In both cases (though more prevalent in distributed systems), there may be some degree of processor heterogeneity, i.e. some processors are faster than others. In a shared memory system, this may be the case on CPUs which have a number of “performance” cores and a number of low-power cores. In a distributed system this could also be the case, but also it may actually consist of a number of completely different models of processor.

In a distributed system specifically, latency between machines can play a role in the existence of stragglers. Processors which take longer to communicate with the system coordinator may be able to finish their computations in a similar amount of time to the others, but the additional time taken to fetch a copy of the model (and possibly their batch of data), and to send their gradient back, may result in additional waiting.

The existence of stragglers in a synchronous algorithm like this forces other threads to wait. The more time threads spend doing nothing, the further from optimal the algorithm becomes, in terms of throughput.

Pros and Cons of Asynchronous Parallelism

A solution to this is to remove the restriction of synchronicity. This may at first seem trivial — simply allow any thread to start work on new data immediately after finishing one round of computation, and repeating. At the beginning of each training round, each thread has to make itself a copy of the central model, which it bases its training on. And then, after it finishes a round, it just applies its update to back to the global model. Here lies the problem, though: the central model may have, at this point, already been changed by another thread’s update! This execution strategy looks like the following.

The notation is roughly the same as the synchronous diagram, except now we have these blue and green lines which represent threads taking copies of the global model and incorporating their computed gradient into it, respectively. Here it’s easy to see that in almost every case, the model undergoes some updates between a given thread’s “pulls” and “pushes”. Additionally, this is with only four threads. In real applications, hundreds (or even thousands) of threads may be used.

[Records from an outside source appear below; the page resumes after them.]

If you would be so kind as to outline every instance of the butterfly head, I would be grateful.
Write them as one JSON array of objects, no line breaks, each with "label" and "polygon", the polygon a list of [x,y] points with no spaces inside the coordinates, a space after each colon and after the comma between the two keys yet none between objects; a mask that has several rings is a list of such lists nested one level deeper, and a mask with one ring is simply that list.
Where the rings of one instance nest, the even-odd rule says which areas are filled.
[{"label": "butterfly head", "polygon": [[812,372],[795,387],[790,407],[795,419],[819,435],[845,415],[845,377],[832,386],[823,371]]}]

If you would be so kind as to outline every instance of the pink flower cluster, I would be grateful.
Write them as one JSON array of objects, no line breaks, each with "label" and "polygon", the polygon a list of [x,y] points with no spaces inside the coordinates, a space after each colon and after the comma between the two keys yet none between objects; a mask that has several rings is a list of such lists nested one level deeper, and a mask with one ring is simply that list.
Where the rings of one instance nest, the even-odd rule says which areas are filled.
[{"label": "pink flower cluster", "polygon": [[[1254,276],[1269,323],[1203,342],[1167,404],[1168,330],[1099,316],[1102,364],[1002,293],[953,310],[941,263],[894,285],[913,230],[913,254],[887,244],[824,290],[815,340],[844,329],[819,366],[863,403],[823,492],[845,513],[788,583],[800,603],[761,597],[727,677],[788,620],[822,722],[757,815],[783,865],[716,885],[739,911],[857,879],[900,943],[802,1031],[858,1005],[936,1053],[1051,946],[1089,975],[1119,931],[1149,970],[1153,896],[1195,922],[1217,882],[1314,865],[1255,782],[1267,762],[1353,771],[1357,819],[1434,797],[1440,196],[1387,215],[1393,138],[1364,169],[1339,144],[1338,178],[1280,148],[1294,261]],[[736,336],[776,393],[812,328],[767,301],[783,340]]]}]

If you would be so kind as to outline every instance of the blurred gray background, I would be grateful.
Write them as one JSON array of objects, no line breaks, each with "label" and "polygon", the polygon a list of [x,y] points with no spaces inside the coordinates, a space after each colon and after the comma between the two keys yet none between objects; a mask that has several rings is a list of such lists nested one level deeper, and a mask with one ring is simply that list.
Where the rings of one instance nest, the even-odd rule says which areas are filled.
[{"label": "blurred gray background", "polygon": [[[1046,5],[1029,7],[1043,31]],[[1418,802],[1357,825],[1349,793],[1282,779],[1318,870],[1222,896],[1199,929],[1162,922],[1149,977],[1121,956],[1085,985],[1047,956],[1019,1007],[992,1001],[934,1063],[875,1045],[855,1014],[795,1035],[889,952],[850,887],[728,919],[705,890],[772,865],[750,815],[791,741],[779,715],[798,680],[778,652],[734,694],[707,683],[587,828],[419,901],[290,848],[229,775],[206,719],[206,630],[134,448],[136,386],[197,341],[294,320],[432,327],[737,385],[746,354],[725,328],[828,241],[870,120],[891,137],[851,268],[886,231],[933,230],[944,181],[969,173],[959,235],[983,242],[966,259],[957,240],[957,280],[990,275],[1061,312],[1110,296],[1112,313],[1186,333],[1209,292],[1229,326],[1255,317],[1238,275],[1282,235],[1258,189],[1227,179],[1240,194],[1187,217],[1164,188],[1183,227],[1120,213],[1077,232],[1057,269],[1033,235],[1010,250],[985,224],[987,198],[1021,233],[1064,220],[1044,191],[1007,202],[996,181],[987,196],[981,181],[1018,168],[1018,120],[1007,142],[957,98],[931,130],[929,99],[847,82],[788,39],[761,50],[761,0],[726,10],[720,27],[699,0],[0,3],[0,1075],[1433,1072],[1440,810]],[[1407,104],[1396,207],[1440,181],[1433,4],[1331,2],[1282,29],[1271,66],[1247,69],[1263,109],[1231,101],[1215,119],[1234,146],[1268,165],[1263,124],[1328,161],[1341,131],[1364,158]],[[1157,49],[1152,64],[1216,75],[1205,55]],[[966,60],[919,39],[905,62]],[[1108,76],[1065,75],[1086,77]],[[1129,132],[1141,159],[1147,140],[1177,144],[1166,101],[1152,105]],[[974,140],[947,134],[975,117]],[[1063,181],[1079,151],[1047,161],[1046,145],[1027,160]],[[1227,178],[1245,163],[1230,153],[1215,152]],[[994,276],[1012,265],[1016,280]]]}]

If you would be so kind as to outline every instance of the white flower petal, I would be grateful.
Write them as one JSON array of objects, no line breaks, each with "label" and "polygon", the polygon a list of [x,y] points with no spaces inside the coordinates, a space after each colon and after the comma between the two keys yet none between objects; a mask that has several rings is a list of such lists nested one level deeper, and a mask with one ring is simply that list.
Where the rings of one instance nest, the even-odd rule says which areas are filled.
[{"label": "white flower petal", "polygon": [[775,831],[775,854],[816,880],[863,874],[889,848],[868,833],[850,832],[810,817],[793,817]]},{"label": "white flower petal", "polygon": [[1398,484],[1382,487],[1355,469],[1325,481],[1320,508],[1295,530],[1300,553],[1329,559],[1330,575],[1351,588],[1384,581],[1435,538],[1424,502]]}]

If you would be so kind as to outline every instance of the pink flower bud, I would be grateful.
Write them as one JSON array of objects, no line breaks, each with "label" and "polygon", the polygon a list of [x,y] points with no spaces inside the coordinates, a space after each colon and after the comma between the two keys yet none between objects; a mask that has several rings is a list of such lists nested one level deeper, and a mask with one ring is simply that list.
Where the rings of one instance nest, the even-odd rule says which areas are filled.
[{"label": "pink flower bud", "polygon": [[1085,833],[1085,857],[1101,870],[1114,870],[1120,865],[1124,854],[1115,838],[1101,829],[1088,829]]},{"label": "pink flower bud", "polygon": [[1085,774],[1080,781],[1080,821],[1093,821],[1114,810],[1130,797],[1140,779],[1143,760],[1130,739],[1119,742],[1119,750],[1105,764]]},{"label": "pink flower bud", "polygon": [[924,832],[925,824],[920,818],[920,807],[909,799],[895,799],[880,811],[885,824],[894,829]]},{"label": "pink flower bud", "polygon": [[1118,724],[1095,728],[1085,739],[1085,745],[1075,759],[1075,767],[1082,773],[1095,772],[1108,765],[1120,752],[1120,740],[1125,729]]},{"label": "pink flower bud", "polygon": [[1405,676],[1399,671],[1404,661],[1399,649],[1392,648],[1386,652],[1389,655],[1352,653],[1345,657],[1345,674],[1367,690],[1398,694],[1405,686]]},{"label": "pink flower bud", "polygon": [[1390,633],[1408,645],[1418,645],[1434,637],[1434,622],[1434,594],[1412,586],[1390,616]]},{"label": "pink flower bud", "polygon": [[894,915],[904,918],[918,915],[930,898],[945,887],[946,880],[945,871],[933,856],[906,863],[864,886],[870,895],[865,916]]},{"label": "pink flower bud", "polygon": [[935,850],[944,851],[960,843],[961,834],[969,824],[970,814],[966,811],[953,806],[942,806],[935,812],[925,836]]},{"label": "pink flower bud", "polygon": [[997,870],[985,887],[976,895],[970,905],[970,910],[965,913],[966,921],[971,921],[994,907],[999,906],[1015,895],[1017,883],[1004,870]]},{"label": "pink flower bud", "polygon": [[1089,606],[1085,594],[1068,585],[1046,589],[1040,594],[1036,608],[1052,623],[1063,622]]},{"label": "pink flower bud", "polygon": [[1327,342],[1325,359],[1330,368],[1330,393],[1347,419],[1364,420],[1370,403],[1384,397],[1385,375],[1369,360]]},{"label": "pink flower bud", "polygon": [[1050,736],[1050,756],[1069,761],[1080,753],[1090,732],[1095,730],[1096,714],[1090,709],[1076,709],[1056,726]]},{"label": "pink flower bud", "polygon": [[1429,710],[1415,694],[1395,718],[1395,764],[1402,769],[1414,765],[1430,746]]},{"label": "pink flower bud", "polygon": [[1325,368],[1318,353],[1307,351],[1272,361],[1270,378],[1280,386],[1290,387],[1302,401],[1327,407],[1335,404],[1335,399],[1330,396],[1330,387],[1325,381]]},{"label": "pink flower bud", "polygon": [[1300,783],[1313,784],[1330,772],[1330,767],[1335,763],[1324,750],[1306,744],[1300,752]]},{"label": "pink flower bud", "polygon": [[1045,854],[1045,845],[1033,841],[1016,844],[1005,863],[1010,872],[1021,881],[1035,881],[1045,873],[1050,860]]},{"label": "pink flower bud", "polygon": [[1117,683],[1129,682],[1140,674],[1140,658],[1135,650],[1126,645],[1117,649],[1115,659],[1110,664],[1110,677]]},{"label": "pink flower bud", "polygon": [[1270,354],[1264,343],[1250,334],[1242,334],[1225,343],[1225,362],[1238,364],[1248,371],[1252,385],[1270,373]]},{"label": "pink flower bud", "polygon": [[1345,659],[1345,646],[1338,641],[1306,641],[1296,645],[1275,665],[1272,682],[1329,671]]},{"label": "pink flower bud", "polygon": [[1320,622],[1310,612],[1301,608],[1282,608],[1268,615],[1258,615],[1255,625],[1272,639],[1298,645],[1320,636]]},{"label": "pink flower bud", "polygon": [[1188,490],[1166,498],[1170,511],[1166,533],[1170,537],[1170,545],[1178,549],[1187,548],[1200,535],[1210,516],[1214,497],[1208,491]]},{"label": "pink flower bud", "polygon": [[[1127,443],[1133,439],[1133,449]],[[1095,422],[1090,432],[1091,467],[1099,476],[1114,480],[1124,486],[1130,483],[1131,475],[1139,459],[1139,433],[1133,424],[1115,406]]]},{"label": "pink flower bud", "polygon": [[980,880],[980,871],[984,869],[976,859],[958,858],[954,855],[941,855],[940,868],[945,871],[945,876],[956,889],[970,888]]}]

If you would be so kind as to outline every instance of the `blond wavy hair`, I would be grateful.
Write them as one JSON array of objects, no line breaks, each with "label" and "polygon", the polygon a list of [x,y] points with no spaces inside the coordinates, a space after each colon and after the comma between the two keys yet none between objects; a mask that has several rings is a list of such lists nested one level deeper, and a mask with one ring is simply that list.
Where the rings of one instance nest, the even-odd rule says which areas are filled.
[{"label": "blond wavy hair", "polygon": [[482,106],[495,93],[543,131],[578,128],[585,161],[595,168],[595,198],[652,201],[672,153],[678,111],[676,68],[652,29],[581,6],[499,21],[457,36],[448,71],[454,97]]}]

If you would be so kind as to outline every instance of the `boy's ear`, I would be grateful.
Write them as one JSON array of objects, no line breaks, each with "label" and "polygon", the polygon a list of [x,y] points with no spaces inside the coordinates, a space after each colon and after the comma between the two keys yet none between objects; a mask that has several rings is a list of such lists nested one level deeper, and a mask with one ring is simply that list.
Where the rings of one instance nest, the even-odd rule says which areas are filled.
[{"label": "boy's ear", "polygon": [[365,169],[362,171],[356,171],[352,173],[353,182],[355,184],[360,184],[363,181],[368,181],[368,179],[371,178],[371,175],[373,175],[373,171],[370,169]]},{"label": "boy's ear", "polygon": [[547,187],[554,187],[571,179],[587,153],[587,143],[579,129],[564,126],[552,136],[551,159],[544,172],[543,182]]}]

When an update is applied that was calculated based on an outdated view of the model, that update becomes less relevant. The application of gradients which are not relevant to the current state of the model mean that the algorithm can take a far higher number of updates before it reaches the desired accuracy.

This type of execution is known as asynchronous. Its throughput is generally far higher than a comparable synchronous implementation, due to the absence of waiting between training rounds. The trade-off is in model accuracy: even though the throughput may be higher, the program may still take longer to get a model of a similar quality.

Progress and Plans

My research at the moment deals primarily with designing asynchronous execution strategies for training deep neural networks. I’ve been looking into various ways of managing the trade-off between throughput and accuracy.

I’ve been specifically working on algorithms which aim to, at runtime, select the most efficient number of threads, based on intermittent probing of settings. This work is based on the observation that, in many cases, a number of active threads less than the maximum available is optimal in terms of improvement in model accuracy per unit time. The primary challenge here is designing a probing strategy which converges on a performant configuration in as few steps as possible, since time spent probing at non-optimal settings negatively impacts the convergence rate of the overall system.